AS EXPECTED, THE opening keynote of Google’s I/O 2017 developer conference was a doozy. For two and a half hours, CEO Sundar Pichai and a handful of execs rattled off a staggering list of futuristic features and products: A camera that understands what it sees! AI tools a high-schooler can use to help detect cancer! An omniscient, omnipresent virtual assistant! Independent, incredible, immersive virtual reality! To watch the address was to feel like the future had just arrived, all at once, right before you eyes.

Then you go down the list of actual new things, the stuff you can try right now. An Assistant app for iPhone, a way of sending simple email replies without typing them, Google for Jobs. And you realize I/O felt less like Jobsian product reveal and more like a TED talk: good ideas, educated guesses, and impressive research, but precious little practical application. The same could be said for last year’s event, too. Remember that awesome Google Home launch video? You’re still waiting for many of the things it promised. It was a vision for a product, not a product.

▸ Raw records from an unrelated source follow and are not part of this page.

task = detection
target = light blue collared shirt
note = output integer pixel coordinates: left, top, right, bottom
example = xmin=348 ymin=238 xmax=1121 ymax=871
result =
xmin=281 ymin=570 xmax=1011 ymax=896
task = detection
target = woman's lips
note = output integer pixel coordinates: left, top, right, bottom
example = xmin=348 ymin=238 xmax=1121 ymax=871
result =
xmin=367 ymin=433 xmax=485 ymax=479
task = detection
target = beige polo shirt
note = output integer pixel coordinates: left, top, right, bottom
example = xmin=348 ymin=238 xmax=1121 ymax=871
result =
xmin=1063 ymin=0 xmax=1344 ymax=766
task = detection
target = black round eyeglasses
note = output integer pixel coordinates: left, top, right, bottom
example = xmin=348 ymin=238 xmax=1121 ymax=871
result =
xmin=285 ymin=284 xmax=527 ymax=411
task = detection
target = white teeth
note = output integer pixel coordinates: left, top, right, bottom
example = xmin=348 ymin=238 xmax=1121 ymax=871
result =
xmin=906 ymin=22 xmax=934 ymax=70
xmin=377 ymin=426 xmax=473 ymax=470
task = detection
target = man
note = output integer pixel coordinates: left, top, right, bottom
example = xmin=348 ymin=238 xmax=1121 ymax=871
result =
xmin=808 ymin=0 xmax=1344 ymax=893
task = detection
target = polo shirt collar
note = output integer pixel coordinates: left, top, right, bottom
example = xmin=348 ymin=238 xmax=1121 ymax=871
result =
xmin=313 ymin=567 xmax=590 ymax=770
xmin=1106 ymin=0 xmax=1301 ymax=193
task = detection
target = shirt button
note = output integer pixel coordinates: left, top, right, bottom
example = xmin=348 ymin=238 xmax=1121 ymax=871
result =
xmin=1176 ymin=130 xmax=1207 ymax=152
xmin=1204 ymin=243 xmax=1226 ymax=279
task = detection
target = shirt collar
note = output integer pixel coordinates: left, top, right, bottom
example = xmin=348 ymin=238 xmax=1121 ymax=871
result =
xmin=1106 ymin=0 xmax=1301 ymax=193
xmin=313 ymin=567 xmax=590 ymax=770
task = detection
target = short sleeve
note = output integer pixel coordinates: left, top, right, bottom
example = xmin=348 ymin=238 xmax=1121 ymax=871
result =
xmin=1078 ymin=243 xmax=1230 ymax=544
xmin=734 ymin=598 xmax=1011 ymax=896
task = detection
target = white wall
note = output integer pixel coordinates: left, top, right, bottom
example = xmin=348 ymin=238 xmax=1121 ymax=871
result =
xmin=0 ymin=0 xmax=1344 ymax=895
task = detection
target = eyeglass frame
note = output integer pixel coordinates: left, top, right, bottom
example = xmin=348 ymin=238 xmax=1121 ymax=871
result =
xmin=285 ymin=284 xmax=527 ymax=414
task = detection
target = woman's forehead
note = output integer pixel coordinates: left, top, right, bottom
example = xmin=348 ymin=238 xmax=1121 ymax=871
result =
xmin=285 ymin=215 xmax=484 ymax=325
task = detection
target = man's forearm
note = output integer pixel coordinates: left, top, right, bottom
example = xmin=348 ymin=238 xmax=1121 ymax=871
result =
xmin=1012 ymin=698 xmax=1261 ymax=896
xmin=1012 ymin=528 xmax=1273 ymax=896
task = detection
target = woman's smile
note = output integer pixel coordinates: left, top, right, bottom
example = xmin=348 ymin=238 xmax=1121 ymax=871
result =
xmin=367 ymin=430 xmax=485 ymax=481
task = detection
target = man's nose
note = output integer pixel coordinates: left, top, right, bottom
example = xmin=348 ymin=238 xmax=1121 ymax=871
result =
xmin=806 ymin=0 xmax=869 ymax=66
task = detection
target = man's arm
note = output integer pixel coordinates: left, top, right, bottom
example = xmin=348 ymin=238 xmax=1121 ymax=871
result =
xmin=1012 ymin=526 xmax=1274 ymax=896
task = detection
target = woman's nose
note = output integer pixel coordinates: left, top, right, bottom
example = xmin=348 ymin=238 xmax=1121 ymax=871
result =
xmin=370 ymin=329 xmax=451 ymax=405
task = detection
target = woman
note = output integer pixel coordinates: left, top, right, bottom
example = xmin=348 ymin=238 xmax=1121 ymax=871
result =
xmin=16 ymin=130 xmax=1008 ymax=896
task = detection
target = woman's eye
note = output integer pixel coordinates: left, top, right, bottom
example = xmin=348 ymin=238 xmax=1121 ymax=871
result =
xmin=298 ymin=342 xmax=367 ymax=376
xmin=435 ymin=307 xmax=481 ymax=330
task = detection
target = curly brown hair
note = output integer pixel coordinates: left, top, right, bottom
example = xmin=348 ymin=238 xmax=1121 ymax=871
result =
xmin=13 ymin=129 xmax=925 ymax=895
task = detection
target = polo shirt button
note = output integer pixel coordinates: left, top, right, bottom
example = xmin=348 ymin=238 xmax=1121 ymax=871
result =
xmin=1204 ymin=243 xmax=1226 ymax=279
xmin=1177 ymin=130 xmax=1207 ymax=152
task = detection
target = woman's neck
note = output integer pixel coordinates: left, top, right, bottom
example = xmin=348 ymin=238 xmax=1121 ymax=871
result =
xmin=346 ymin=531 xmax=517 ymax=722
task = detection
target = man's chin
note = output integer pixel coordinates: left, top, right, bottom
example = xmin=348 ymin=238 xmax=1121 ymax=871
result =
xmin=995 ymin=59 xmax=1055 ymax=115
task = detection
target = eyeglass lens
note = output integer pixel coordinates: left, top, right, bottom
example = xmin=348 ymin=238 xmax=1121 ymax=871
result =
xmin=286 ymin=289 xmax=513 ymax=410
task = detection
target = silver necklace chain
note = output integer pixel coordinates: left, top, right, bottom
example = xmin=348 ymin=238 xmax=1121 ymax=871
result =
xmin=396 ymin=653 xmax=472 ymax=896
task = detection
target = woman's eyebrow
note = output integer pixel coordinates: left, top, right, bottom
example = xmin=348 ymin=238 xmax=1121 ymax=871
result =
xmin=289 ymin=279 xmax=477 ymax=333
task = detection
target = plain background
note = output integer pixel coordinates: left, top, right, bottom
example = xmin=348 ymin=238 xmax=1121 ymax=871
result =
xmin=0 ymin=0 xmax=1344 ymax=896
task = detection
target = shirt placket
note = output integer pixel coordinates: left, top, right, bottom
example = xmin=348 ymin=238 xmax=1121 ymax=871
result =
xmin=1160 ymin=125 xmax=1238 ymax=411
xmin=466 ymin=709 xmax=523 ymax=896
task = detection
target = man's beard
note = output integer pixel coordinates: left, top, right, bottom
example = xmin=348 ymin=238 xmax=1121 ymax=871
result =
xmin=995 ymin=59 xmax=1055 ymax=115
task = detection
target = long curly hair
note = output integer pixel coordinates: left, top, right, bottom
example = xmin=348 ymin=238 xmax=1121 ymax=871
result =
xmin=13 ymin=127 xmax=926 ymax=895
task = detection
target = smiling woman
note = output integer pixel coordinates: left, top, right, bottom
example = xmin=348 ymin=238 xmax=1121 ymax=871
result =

Google’s not alone. In many ways, the entire tech world finds itself in limbo. The internet, smartphones, and Facebook conquered the world, and are now ubiquitous. Meanwhile, the next wave of technology lingers just around the corner: Self-driving cars ruling the road, a world will filtered through augmented-reality glasses, and artificial intelligence in every person, place, and thing. All of that and more is definitely coming. Someday. And every day it doesn’t, it feels late.

In fairness, that first wave wasn’t immediate either—the internet stumbled through Web 1.0, the iPhone needed a few years to sink in, and Facebook started as the domain of Harvard kids. And in many ways, that revolution was easy. “The iPhone was this singular thing,” says Mark Rolston, co-founder of design firm Argodesign. “It was a black, five-inch piece of glass, that held in it a lot of what you used to do on a computer.” That made it instantly understandable. You could put it away when you didn’t need it, and it didn’t alter or occlude your perception of the world.

Now Google and others hope to convince people to strap new things to their face, trading this world for theirs. These companies want to know everything about you, so they might connect you and everything you hold dear to their networks. In exchange, they promise some vague improvement to, well, everything.

Google’s announcements made clear that the world isn’t waiting on some still-impossible technology to make all these fantastic things reality. Just the opposite. Neural networks and deep learning let computers identify everything in your photos faster than you can. Amazon Echo and Google Home hear better than most humans. Cars drive themselves. Your VR headset can map the world as you move through it.